# Which le elk hunt would you do?



## colorcountrygunner (Oct 6, 2009)

Say you are looking for a hunt that will give you the best opportunity at a respectable 330-340+ bull and you would like to draw out by next year and you have enough points for the following hunts:

Beaver Muzzleloader

Monroe Muzzleloader

Southwest Desert Muzzleloader

Panguitch Early Rifle

Dutton Early Rifle

I don't know any of these units exceptionally well but I do know the Dutton a little bit and I live in Cedar City so that would give me the opportunity to scout Panguitch a lot because it's right out my back door. However, Beaver and Southwest Desert aren't terribly far away for me either. I know Beaver and Monroe are regarded as being better than Pang and Dutton but the catch is I only have enough points for muzzleloader on these units and not early rifle. If these units are really that much better though than the higher quality of these units might outweigh the benefit of being able to use the longer range rifles. Considering all the information I have given what would you do if you were in my situation?


----------



## IBSquatchin (Nov 19, 2012)

Monroe hands down for me. Bug unit. Easy access.

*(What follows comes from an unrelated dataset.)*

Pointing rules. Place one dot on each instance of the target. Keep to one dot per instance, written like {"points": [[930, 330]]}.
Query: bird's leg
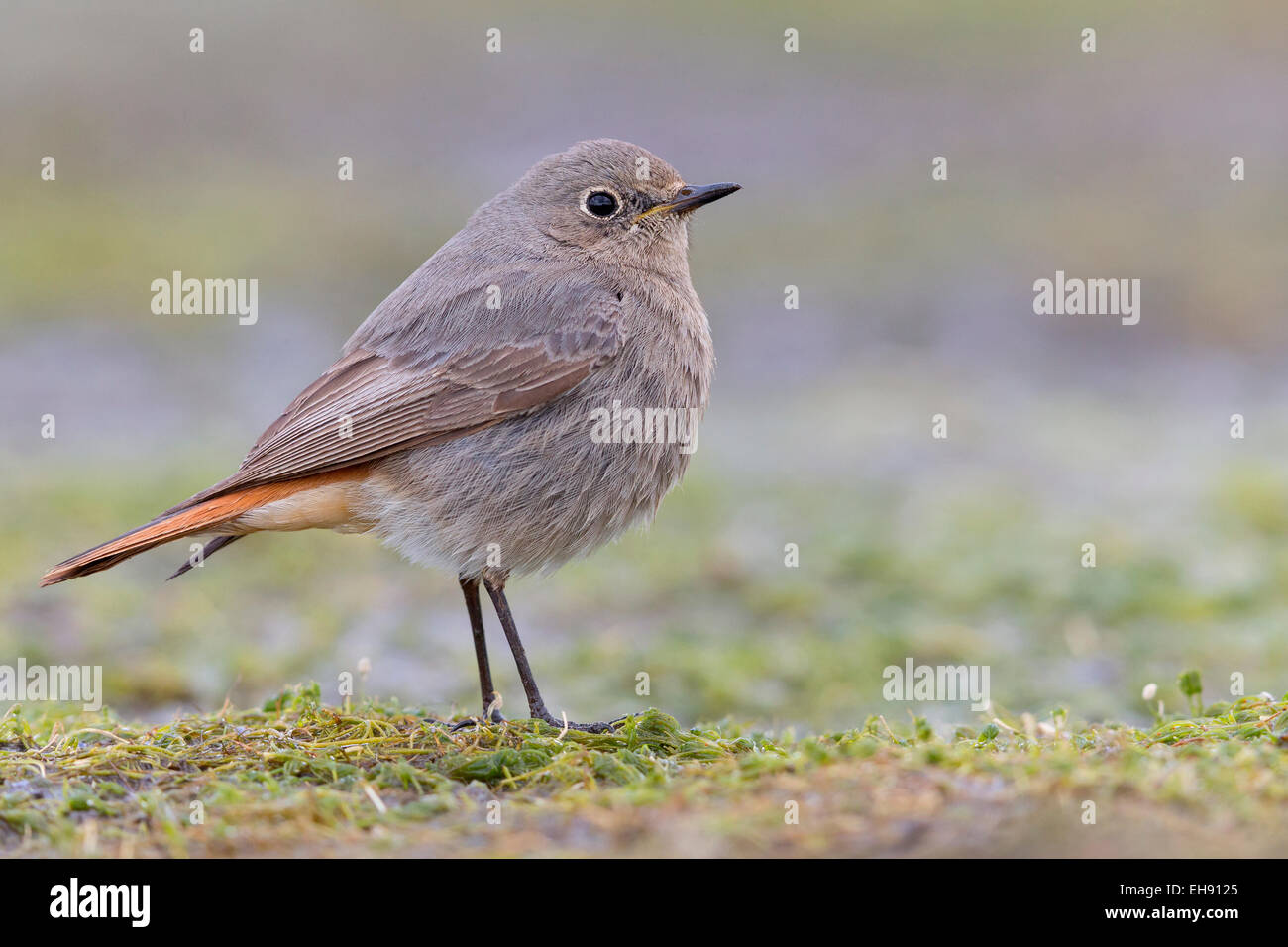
{"points": [[471, 589], [536, 706]]}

Lots of roads and decent bulls.


----------



## IBSquatchin (Nov 19, 2012)

Just curious, how many points do you have for the Monroe tag?


----------



## goofy elk (Dec 16, 2007)

Personaly, right now ( for 2014 ), I'd take the Beaver muzzy tag....

2002-05, I would have took the Dutton or Panquitch tags

2006-09. I would have took Monroe or the SW tags ....But not now.


----------



## IBSquatchin (Nov 19, 2012)

goofy elk said:


> Personaly, right now ( for 2014 ), I'd take the Beaver muzzy tag....
> 
> 2002-05, I would have took the Dutton or Panquitch tags
> 
> 2006-09. I would have took Monroe or the SW tags ....But not now.


Why not Monroe?


----------



## #1DEER 1-I (Sep 10, 2007)

I would go Panguich lake, the more homework you can do the more successful you'll be, and with the deadlier weapon it should be a success.


----------



## goofy elk (Dec 16, 2007)

4+ years ago , I would have LOVED to have had a Monroe elk tag....

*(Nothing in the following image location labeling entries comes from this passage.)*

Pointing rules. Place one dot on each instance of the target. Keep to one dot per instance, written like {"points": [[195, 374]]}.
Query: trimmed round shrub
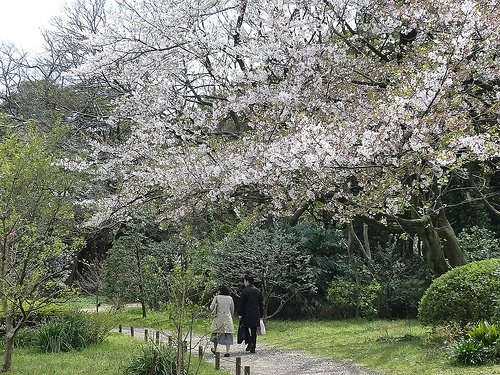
{"points": [[464, 294]]}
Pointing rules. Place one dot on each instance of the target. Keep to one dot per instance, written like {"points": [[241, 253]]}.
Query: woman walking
{"points": [[222, 326]]}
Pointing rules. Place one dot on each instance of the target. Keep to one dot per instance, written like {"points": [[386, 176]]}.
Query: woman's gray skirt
{"points": [[222, 338]]}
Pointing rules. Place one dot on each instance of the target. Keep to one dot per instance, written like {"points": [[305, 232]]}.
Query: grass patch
{"points": [[393, 347], [132, 317], [108, 358]]}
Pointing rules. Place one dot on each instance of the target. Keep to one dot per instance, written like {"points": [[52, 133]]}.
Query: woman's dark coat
{"points": [[251, 306]]}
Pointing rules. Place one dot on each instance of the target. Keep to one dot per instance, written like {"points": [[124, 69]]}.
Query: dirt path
{"points": [[268, 360]]}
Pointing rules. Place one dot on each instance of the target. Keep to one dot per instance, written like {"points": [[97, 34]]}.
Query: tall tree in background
{"points": [[363, 108], [37, 237]]}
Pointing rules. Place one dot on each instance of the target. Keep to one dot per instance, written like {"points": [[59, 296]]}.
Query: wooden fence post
{"points": [[238, 365]]}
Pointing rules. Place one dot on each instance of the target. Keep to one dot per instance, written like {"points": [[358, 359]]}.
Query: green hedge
{"points": [[468, 293]]}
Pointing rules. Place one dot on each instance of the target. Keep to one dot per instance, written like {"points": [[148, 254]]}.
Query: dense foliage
{"points": [[154, 359], [482, 345], [465, 294]]}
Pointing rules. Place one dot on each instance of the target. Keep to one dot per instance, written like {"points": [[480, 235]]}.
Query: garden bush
{"points": [[481, 346], [62, 335], [74, 331], [154, 359], [464, 294]]}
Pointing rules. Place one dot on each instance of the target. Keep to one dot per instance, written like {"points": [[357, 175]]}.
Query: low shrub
{"points": [[482, 345], [469, 352], [485, 332], [62, 335], [74, 331], [463, 294], [154, 359], [26, 338]]}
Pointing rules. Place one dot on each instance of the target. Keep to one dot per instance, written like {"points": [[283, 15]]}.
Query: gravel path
{"points": [[268, 360]]}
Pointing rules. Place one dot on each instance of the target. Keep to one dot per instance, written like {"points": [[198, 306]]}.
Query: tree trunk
{"points": [[9, 344], [434, 253], [452, 250], [353, 265], [143, 307]]}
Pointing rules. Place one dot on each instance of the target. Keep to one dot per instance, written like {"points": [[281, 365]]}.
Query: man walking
{"points": [[250, 311]]}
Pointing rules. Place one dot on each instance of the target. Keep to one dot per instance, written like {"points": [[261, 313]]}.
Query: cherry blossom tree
{"points": [[364, 108]]}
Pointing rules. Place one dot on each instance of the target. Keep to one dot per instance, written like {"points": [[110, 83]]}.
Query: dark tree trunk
{"points": [[452, 250], [9, 344], [434, 253]]}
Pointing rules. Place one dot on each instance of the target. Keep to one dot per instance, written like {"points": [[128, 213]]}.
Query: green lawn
{"points": [[393, 347], [108, 358]]}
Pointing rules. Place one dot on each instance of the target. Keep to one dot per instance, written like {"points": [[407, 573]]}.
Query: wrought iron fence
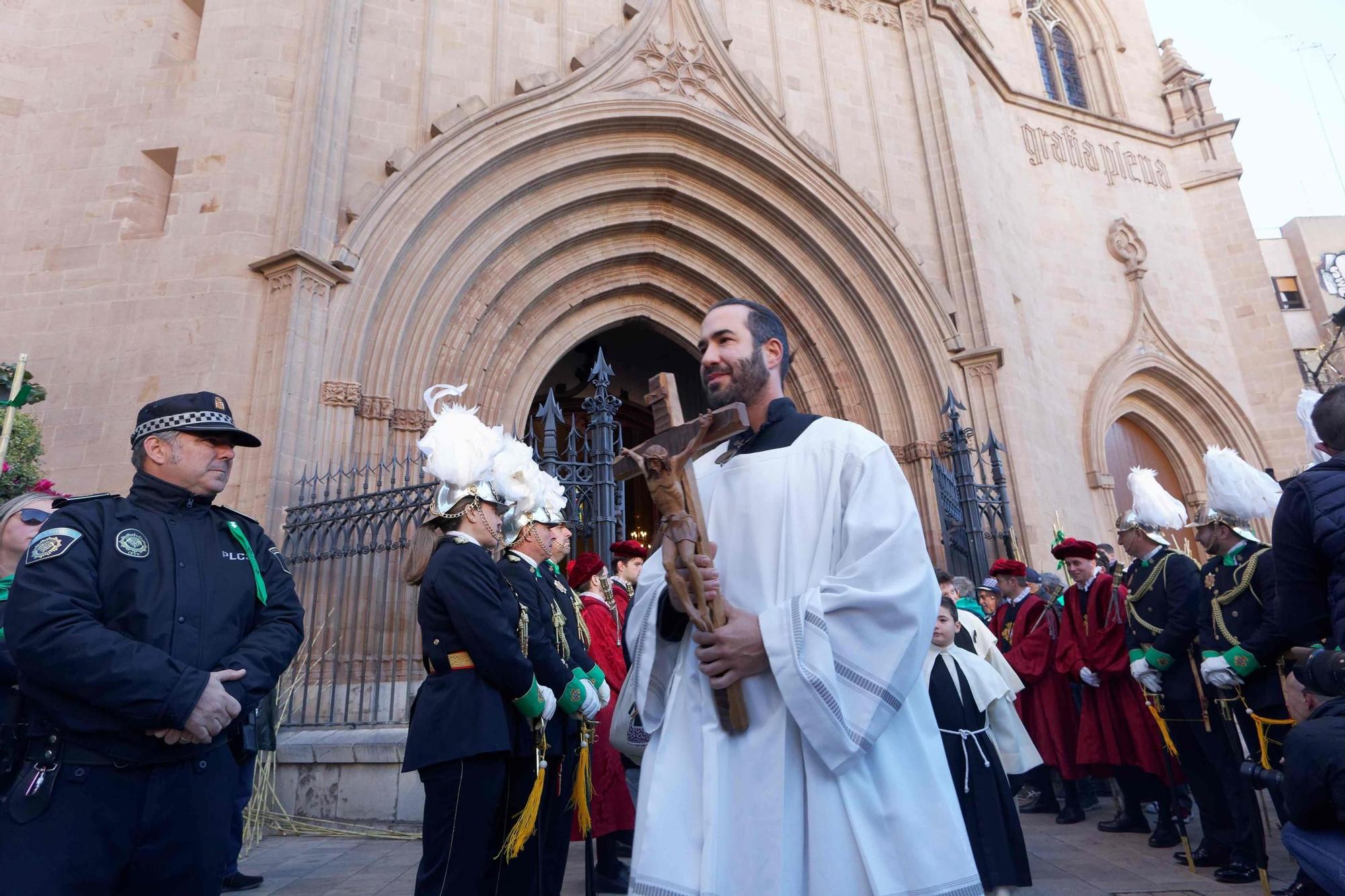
{"points": [[345, 536], [973, 494]]}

Those days are gone ... Quality of bulls NOSE diving on Monroe ...

The Beaver unit is better quality now than Monroe-----Thats why......


----------



## colorcountrygunner (Oct 6, 2009)

IBSquatchin said:


> Just curious, how many points do you have for the Monroe tag?


 I have 16 points now and will have 17 going into the 2014 draw. I'm seeing votes for the muzzleloader hunts. Are the bulls still quite active during the muzz hunt? Are there still a lot of big boys that didn't get shot up during the early rifle?


----------



## goofy elk (Dec 16, 2007)

^^Um,The number of points you have now is what U have for the 2014 draw^^


----------



## colorcountrygunner (Oct 6, 2009)

^^ Well, I guess I should say I have 17 points then because I started putting in for le elk in '98 so...

98- 1 point
99- 2
00-3
01-4....

11-14
12-15
13-16
2014- 17 points


----------



## colorcountrygunner (Oct 6, 2009)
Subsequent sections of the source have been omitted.